The efficiency of labour and therefore the costs of labour, in your production cycle, may be due to two factors.

## Wage Increases

Have your salaries to casual staff increased between time periods?

Yes:

Have you passed this cost along to your customers as an increase in price to compensate?

It will take a while for the price increase to reflect in the Gross Profit.  To check the impact, compare the Gross Margin% calculation from a period immediately before the increase with the one after the increase has been fully implemented.

The second one should have gone up.  If you multiply the change by the number of such periods in the year, you should get an estimate of how much your profit will improve.

If not enough, you may not have increased your prices sufficiently to compensate for the labour cost increase.  Note that this is a crude estimate as other variable costs and your revenue may also have changed.

Yes: you may have a Labour Efficiency problem.  See below.

## Falling Labour Efficiency

Typical categories are:

• Non-permanent labour
• Energy and other utilities
• Raw materials, packaging, shipping and transport.

Example:
Calculate a ratio of a cost category e.g. labour to revenue.

Year 1:
Revenue = \$1,000 and
Labour = \$100

The ratio is Cost/Revenue:
\$100/\$1,000 = 10%.

Year 2:
The Revenue and Labour figures give you a ratio of 20%.

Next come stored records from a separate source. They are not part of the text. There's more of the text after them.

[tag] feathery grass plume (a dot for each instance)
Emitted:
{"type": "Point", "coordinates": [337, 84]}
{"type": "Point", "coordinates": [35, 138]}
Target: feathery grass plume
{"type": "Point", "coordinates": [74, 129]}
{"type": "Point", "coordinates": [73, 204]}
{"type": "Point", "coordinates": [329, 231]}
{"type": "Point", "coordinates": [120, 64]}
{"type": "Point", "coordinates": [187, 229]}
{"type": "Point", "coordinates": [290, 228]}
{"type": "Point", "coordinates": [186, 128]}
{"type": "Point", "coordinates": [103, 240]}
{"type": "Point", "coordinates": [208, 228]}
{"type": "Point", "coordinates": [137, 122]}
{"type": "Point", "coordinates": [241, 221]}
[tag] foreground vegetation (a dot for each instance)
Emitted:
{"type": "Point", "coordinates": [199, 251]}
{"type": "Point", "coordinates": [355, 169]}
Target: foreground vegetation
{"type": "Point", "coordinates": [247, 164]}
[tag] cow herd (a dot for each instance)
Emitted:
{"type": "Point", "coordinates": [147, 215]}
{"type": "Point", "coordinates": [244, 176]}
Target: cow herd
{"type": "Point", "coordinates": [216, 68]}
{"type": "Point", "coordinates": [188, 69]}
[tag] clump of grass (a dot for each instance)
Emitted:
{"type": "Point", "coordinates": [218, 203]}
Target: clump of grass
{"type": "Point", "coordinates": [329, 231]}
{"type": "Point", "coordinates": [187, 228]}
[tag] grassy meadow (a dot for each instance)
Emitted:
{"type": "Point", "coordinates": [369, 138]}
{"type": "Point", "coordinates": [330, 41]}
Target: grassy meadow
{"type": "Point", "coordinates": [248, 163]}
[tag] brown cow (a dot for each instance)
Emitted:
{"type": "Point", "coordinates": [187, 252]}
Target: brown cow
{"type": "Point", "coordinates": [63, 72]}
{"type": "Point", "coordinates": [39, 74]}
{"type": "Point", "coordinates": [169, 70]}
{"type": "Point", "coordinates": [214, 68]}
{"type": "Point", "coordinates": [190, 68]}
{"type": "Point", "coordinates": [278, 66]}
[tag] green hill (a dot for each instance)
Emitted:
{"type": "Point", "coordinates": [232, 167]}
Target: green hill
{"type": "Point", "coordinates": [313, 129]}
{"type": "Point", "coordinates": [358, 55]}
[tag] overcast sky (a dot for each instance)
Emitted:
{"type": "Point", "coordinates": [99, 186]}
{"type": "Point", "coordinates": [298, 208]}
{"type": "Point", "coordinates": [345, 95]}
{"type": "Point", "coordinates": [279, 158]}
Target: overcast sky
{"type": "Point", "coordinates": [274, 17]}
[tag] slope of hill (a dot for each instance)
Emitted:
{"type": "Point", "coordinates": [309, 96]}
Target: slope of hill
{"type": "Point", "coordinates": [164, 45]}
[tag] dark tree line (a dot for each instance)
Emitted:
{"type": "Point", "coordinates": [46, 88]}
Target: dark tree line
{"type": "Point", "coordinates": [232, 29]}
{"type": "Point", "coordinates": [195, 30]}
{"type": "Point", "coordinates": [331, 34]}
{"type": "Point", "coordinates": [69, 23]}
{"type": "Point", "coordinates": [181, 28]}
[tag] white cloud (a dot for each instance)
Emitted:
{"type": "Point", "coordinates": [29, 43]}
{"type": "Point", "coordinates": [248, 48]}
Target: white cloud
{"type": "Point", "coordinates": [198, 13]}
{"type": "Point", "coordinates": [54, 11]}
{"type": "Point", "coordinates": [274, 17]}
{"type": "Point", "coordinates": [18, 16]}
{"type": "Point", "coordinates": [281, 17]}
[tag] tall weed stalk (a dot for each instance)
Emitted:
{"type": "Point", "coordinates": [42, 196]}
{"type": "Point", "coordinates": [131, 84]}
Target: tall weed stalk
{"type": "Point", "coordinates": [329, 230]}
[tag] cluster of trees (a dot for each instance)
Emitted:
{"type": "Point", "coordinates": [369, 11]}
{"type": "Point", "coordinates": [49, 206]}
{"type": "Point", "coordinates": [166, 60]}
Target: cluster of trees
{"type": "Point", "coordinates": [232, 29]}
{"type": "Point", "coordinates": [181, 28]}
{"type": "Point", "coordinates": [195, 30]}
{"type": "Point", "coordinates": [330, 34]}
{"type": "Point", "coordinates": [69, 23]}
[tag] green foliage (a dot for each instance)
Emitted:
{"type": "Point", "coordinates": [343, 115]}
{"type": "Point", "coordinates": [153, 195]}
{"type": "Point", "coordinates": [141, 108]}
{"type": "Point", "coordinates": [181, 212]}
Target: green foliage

• The cost of labour as a component of Revenue has gone up.
• You are putting more labour expense into the product.

Consider why labour has gone up:

• A wage increase.
• Less efficient labour, more is required to do the same amount of work.
• A change in work methods or machinery which is using more labour.

When you have multiple possibilities like this, the 12Faces article 5 Why’s Problem Solving Technique can be useful to work out what has happened.